My backend Node Database Model said:
starttime:{
type: String,
}
instead of the correct:
starttime:{
type: Date,
}
The same problem facing in Safari and it was solved by inserting this in web page
<script src="https://cdn.polyfill.io/v2/polyfill.min.js?features=Intl.~locale.en"></script>
Hope it will work also your case too
Thanks
This will not work alert(new Date('2010-11-29')); safari have some weird/strict way of processing date format alert(new Date(String('2010-11-29'))); try like this.
(Or)
Using Moment js will solve the issue though, After ios 14 the safari gets even weird
Try this alert(moment(String("2015-12-31 00:00:00")));
Moment JS
use the format 'mm/dd/yyyy'. For example :- new Date('02/28/2015'). It works well in all browsers.

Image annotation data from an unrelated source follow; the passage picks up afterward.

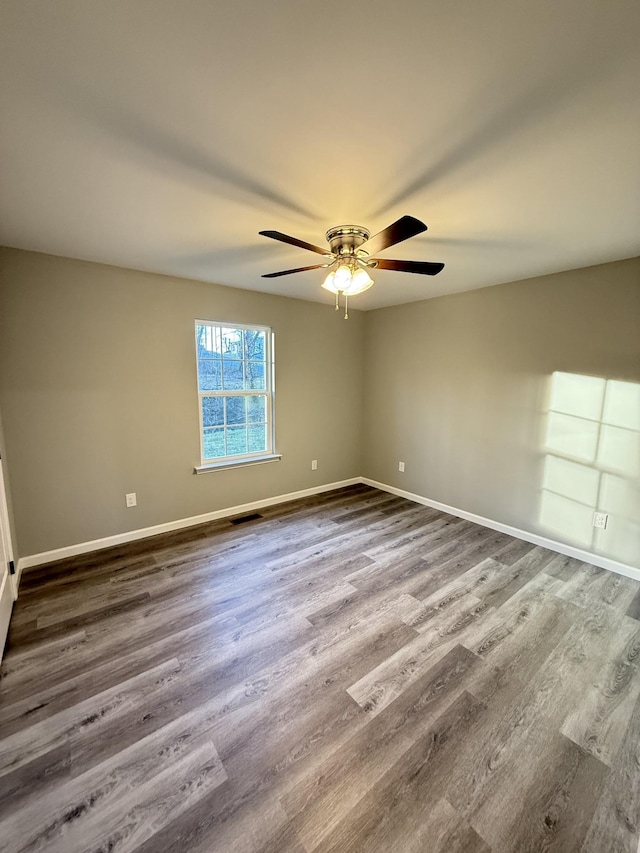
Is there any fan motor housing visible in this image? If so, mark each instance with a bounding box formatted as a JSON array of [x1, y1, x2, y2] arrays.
[[327, 225, 371, 255]]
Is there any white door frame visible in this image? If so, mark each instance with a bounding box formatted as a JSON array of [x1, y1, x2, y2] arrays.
[[0, 456, 18, 658]]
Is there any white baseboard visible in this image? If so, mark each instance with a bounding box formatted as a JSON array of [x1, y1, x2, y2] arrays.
[[16, 477, 640, 582], [17, 477, 362, 579], [360, 477, 640, 584]]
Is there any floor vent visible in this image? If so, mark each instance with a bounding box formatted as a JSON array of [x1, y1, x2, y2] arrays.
[[229, 512, 264, 524]]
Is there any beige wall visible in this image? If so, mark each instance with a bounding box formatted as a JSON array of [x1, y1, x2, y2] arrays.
[[0, 249, 363, 556], [363, 259, 640, 567], [0, 250, 640, 567]]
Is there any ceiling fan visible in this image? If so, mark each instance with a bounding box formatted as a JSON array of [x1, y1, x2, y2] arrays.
[[259, 216, 444, 319]]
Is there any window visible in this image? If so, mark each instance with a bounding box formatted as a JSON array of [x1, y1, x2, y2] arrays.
[[196, 320, 277, 471]]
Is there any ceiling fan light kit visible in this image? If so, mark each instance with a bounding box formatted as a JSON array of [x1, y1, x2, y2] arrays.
[[260, 216, 444, 320]]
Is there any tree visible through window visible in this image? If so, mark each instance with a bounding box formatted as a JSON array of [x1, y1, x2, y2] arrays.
[[196, 320, 273, 464]]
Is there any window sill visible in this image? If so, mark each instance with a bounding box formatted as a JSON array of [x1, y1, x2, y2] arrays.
[[193, 453, 282, 474]]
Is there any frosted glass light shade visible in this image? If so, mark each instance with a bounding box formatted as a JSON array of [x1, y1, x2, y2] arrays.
[[322, 266, 373, 296], [334, 264, 351, 290], [342, 268, 373, 296]]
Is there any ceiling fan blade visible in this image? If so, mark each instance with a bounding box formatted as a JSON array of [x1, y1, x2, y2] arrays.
[[371, 258, 444, 275], [358, 216, 427, 255], [262, 264, 328, 278], [258, 231, 331, 255]]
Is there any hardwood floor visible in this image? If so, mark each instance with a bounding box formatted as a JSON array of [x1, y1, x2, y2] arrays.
[[0, 486, 640, 853]]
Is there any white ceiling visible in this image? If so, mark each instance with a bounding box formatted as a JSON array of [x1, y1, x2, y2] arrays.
[[0, 0, 640, 309]]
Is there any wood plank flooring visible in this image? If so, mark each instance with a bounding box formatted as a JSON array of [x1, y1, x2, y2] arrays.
[[0, 486, 640, 853]]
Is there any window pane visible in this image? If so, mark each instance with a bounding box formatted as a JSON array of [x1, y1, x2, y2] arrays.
[[202, 397, 224, 427], [204, 429, 226, 459], [247, 397, 267, 424], [198, 359, 222, 391], [244, 329, 265, 361], [222, 328, 242, 359], [244, 361, 265, 390], [227, 426, 247, 456], [224, 361, 244, 391], [224, 397, 247, 424], [248, 424, 267, 453], [196, 325, 221, 358]]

This is not the best solution, although I simply catch the error and send back current date. I personally feel like not solving Safari issues, if users want to use a sh*t non-standards compliant browser - they have to live with quirks.
function safeDate(dateString = "") {
let date = new Date();
try {
if (Date.parse(dateString)) {
date = new Date(Date.parse(dateString))
}
} catch (error) {
// do nothing.
}
return date;
}
I'd suggest having your backend send ISO dates.